Hurricane Dorian Has a New Path

Experts predict that Florida won't get a direct hit
By Newser Editors and Wire Services
Posted Aug 31, 2019 11:30 AM CDT
Dorian Is Expected to Take a New Path
Georgia Bernard, right, and Ana Perez are among residents filling sandbags to take home in preparation for Hurricane Dorian, Friday, Aug. 30, 2019, in Hallandale Beach, Fla., as the town allowed residents to fill up sandbags until they ran out.   (AP Photo/Wilfredo Lee)

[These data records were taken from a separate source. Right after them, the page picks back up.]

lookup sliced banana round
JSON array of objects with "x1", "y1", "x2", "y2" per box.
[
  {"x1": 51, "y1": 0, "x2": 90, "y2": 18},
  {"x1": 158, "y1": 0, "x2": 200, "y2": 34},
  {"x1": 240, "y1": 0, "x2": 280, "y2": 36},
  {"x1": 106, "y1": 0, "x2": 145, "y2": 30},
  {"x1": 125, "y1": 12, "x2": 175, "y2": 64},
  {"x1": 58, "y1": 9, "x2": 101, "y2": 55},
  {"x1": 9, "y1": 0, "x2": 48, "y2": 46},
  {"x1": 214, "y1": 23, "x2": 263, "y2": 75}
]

Hurricane Dorian bore down on the Bahamas as a fierce Category 4 storm Saturday, with new projections showing it curving upward enough to potentially spare Florida a direct hit but still threatening parts of the Southeast US with powerful winds and rising ocean water that causes what can be deadly flooding, the AP reports. Dorian is packing 150 mph winds, and forecasters predict it will flirt with top-of-the-scale Category 5 wind speeds of 155 mph later in the day as it menaces the Bahamas. The storm is expected to hit the northwestern part of the islands Sunday. Over two or three days, it could dump as much as 4 feet of rain, unleash high winds, and whip up an abnormal rise in sea level called storm surge, according to private meteorologist Ryan Maue and some of the most reliable computer models.

After walloping the islands, forecasters said the ever-strengthening Dorian is expected to dance up the Southeast coastline, staying just off Florida's shore and skirting the coast of Georgia, with the possibility of landfall still a threat Wednesday. It will continue up to South Carolina early Thursday. The National Hurricane Center in Miami said the risk of strong winds and rising water will increase along the Georgia and South Carolina coasts by the middle of next week. The center also stressed that Dorian could still hit Florida. But after days of a forecast that put the state and President Donald Trump's Mar-a-Lago estate in the center of expected landfalls, the changes are significant. "It's going to be pretty scary because you're going to have this gigantic hurricane sitting off the coast of Florida and it's not going to move," Maue said. But with the storm slowing and likely to turn north, he added: "The worst effects of a direct landfall are not in the forecast."